Cette suspension est toujours en vigueur cette saison. Face à cette fermeture prolongée, les producteurs maliens se tournent vers leurs marchés alternatifs, au premier rang desquels figure le Maroc, deuxième client historique du Mali pour ce fruit.
Des volumes importants attendus dès le début de la récolte
Les premières exportations vers le Maroc sont attendues dans environ un mois, période correspondant au début des récoltes. Les fruits sont actuellement en phase de floraison et les professionnels du secteur anticipent une production jugée stable, tant en quantité qu’en qualité, par rapport à la saison précédente.
La proximité géographique entre le Mali et le Maroc constitue un atout logistique majeur. Le circuit de transport reste relativement court, un élément déterminant pour un fruit aussi fragile que la mangue, sensible à la chaleur et à la durée de conservation.
Un impact attendu sur les prix
L’arrivée massive de mangues maliennes pourrait avoir un effet direct sur les prix sur les marchés marocains. L’abondance de l’offre laisse entrevoir des baisses significatives, rendant ce fruit plus accessible pour les consommateurs, alors qu’il était souvent considéré comme coûteux par le passé.

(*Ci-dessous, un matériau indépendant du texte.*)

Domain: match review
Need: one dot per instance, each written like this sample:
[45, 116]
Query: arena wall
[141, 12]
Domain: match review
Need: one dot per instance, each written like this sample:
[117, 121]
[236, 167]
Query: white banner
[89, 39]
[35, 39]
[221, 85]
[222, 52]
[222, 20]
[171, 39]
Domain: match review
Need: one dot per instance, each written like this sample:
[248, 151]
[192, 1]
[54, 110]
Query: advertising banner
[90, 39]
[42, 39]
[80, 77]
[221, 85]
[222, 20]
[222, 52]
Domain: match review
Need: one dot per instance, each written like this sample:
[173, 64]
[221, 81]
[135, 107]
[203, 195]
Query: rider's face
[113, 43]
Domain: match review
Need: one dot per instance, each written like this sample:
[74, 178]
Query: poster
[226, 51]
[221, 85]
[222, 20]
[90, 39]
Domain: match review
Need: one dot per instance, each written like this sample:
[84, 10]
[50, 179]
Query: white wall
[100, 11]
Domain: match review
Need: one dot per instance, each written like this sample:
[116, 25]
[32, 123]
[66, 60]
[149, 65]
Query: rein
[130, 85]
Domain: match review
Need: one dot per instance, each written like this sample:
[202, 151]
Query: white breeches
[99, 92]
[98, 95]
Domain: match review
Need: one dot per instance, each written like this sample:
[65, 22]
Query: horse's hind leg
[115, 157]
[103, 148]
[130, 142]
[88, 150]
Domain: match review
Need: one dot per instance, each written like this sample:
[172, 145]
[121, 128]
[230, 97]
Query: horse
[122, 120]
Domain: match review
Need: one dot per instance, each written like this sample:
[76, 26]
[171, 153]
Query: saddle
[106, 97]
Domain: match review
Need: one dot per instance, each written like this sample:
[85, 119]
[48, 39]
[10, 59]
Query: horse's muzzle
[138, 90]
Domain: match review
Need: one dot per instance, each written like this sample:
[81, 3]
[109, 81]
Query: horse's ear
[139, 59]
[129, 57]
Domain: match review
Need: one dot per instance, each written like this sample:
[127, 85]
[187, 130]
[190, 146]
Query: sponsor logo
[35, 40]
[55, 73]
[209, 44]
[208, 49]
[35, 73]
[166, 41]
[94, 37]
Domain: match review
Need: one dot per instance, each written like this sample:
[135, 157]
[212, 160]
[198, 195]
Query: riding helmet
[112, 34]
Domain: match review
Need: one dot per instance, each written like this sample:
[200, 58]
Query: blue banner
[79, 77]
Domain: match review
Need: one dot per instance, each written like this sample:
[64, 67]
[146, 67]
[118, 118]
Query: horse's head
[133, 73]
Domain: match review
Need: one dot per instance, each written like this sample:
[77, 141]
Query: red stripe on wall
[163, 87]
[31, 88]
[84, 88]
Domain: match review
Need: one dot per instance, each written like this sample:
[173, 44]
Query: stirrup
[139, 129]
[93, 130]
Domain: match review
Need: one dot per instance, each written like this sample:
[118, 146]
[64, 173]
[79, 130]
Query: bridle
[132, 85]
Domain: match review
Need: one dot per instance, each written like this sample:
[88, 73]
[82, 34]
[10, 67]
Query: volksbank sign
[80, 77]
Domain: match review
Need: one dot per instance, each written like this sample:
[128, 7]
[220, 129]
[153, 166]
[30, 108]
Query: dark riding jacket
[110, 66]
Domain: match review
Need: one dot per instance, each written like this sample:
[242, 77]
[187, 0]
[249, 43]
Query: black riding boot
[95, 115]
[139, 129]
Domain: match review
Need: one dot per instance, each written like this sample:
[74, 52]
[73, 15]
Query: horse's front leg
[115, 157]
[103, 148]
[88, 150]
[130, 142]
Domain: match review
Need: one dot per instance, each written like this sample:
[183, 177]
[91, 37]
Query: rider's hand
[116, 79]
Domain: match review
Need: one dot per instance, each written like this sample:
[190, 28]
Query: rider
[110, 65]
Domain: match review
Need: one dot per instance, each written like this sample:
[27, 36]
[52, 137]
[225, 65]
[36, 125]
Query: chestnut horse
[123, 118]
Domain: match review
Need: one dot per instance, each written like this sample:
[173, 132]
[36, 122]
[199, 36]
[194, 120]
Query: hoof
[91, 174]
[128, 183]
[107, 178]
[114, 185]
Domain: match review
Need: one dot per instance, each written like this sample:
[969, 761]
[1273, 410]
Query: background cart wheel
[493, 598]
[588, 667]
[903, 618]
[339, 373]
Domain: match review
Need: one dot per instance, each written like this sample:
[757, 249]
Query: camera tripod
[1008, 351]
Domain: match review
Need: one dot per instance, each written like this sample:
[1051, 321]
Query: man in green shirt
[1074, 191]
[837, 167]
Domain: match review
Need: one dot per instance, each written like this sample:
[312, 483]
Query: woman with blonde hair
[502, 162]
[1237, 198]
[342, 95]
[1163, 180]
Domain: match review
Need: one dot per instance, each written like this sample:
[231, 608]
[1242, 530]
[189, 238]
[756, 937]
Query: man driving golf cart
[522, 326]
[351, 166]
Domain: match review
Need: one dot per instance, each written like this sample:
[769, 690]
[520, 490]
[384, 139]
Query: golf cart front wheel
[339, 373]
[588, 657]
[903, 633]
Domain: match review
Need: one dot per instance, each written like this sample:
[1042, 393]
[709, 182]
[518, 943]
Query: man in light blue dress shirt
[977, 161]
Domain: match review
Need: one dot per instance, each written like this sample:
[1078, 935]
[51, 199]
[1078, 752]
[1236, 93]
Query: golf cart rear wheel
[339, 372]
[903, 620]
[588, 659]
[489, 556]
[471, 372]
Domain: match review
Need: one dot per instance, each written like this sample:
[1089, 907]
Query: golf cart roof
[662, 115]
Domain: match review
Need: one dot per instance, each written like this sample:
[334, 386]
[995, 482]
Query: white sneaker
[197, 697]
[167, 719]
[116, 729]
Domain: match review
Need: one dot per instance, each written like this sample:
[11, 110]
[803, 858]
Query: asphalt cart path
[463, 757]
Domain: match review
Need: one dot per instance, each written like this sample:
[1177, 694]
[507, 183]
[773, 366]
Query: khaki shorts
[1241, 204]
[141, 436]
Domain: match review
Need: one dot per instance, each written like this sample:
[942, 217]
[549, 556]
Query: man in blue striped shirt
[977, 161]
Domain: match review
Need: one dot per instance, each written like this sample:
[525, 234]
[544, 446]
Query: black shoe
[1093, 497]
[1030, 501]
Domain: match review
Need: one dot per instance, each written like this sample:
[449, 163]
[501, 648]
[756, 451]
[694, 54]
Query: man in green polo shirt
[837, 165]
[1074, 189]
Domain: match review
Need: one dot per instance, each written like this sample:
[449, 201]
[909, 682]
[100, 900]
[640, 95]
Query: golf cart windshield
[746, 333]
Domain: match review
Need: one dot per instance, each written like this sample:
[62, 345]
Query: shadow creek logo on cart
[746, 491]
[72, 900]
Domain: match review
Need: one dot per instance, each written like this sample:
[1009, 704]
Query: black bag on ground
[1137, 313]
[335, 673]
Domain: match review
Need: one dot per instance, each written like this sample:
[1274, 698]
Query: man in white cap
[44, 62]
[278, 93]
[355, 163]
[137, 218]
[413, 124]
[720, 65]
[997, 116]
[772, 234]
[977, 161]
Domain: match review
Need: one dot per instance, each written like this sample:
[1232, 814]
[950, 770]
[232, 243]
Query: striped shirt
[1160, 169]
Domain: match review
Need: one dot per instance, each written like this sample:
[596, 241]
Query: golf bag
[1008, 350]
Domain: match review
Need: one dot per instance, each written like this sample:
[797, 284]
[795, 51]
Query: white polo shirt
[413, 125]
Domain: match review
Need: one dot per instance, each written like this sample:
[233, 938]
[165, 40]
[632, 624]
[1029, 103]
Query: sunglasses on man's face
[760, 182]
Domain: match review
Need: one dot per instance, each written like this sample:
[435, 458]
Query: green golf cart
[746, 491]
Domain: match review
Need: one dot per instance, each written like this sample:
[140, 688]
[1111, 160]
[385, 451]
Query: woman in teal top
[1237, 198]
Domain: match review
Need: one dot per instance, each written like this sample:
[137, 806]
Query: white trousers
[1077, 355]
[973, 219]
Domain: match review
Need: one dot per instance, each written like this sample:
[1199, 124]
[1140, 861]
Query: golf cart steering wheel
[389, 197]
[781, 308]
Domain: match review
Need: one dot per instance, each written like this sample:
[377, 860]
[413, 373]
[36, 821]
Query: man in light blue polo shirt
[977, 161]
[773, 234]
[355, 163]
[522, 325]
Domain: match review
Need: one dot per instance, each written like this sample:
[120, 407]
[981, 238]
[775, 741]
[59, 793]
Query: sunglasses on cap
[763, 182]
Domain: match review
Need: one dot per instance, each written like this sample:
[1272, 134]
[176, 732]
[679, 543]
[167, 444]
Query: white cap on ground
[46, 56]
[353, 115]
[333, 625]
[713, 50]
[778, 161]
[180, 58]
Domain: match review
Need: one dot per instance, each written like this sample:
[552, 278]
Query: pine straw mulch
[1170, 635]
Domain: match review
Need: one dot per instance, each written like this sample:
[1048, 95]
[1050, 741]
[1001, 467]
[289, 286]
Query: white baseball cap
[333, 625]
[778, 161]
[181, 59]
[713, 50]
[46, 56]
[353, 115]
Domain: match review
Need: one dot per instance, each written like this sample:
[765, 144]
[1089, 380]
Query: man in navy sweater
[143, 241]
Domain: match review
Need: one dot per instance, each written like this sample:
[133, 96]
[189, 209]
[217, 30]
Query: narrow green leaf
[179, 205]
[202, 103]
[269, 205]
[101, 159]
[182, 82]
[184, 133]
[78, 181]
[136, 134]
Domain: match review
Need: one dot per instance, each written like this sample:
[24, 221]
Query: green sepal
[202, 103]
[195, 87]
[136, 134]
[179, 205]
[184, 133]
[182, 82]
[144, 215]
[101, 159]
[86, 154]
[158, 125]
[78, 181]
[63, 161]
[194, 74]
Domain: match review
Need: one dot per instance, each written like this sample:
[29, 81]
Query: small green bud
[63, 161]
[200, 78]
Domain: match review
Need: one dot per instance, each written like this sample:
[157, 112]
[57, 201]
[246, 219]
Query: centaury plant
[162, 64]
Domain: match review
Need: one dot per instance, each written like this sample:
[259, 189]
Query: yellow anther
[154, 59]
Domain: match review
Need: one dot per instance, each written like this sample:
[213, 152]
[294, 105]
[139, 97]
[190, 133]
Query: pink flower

Ce rééquilibrage des prix dépendra toutefois de la capacité du marché marocain à absorber les volumes annoncés et de la régularité des flux tout au long de la saison.
Un enjeu sanitaire toujours central
À l’origine des restrictions européennes figure un risque phytosanitaire lié à des mouches qui pondent leurs œufs sous l’épiderme des fruits mûrs. Conscients de cet enjeu, les autorités maliennes et les acteurs de la filière mangue ont engagé un plan d’action sur douze mois, axé sur la surveillance des mouches des fruits et le suivi de parasites identifiés comme à haut risque. La réussite de cette saison sera donc déterminante. Elle conditionnera non seulement l’écoulement des stocks maliens vers le Maroc, mais aussi la crédibilité future de la filière sur les marchés internationaux.